A Great New Year's to everyone,

New Year's Eve 2005, got a chance to go Pheasant hunt'n, before the weather turned for the worst again.
New Year's Day forecasted freezing rain, so the family and I left Mom's Farm late afternoon.

Two nights ago we had battled freezing rain and snow drifts for 100 miles. The last 30 miles being the worst with wet snow, and at least 6" snow drafts. If, we had gone in the ditch, it would probably be hours before anyone found us. It is pretty desolate on the way to the Farm. That was stupid.

Anyway, I really like my Ruger Gold Label Side by Side Model KSXSS 12ga Shotgun. It is such a great handling shotgun for me. The RGL weight of 6.25 lbs was a dream to carry through the wet snow, which was sometimes knee high in the CRP grass.

On this Pheasant hunt I used Remington Game Loads 12ga 2-3/4", 1oz, 6 shot, muzzle vel. 1290fps
(Green/Tan box) bought at Wal-Mart. Shells are colored black with a dull gray metallic low base.
In comparison to the Winchester, the Remington's are quite dirtier in the shotgun bores.

The Ruger Gold Label SxS came up to the shoulder nice and pointed where I looked. I just put the bead (barely any barrel showing) on the flying Pheasant, and down he went.

Again muzzle report from the RGL was pretty decent on the ears. When shooting at Pheasants recoil was not notable.

The Pheasant's were really burrowed in the snow and sitting tight. We almost had to step on them to get them to fly. The Rooster I shot, I happened to look down, there was his tail sticking out of the snow.
I walked up to him and motioned for Mom to come and look. The Rooster finally decided to fly up just as Mom got there that's when I got him. My son joined us later. I only got one out of the twenty we chased around for a couple of hours.

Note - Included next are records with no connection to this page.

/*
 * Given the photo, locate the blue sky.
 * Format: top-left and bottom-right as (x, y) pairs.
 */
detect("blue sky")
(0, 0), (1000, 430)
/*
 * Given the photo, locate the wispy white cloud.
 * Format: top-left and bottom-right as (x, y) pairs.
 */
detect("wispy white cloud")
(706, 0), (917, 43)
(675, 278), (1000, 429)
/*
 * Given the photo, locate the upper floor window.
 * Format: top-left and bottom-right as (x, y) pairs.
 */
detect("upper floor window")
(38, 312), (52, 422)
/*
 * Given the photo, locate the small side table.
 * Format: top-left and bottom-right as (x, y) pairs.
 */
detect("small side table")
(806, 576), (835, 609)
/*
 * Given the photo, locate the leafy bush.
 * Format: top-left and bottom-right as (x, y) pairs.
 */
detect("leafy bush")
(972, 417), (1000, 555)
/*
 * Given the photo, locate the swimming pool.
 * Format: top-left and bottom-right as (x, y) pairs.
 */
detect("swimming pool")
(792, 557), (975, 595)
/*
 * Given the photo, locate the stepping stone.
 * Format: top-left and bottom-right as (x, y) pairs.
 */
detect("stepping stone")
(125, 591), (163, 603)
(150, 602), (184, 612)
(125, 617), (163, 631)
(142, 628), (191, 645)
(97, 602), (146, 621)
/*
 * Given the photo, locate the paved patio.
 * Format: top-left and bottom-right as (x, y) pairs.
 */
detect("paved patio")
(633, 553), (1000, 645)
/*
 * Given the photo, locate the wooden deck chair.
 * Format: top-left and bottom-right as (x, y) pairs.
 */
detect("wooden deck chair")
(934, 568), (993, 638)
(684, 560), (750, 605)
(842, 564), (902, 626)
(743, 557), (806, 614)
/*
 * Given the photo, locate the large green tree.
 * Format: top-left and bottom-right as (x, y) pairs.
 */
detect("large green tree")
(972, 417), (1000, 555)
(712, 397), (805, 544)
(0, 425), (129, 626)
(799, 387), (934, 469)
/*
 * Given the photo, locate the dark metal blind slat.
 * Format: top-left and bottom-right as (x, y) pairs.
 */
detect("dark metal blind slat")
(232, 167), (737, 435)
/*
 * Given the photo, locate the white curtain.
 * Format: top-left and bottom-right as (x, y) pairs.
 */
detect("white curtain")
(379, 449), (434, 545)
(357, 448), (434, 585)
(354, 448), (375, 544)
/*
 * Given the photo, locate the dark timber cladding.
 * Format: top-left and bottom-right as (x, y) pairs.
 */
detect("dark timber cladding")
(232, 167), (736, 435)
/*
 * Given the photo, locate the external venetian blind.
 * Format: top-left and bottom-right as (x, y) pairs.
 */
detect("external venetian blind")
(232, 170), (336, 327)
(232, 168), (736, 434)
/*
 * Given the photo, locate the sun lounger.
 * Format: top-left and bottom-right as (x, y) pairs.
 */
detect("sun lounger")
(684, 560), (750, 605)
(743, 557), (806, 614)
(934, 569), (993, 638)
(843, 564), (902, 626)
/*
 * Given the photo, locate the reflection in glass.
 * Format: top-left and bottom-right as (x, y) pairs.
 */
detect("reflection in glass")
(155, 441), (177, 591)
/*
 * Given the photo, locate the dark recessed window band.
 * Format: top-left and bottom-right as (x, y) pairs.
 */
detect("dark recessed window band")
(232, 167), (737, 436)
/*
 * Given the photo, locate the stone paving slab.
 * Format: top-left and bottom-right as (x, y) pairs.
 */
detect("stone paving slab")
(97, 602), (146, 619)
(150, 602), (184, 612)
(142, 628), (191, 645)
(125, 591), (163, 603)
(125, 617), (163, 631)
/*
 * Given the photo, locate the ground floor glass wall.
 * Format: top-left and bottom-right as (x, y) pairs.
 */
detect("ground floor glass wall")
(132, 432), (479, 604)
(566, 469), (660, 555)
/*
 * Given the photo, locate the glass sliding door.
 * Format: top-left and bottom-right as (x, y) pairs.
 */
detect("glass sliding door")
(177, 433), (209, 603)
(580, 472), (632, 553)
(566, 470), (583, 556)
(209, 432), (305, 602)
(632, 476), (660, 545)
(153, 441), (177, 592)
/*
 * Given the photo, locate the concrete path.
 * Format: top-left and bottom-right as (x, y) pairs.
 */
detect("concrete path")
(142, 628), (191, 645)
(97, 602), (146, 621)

The Ruger Gold Label SxS Model KSXSS 12ga Shotgun worked flawlessly as intended. Handling is fast and natural. Safety/barrel select is great, trigger crisp, recoil descent for being 6-1/2 pounds. Spent shells ejected with authority, unfired shells just lift up, break open lever was helped to closed position after each reload, lockup tight/opening action easy. Screw-in chokes intact, no cracked stock, or forearm rattles.
I think I'll clean it tomorrow.

Thanks for reading my Field Report.


----------



## rowdie (Jan 19, 2005)

how much $$$??


----------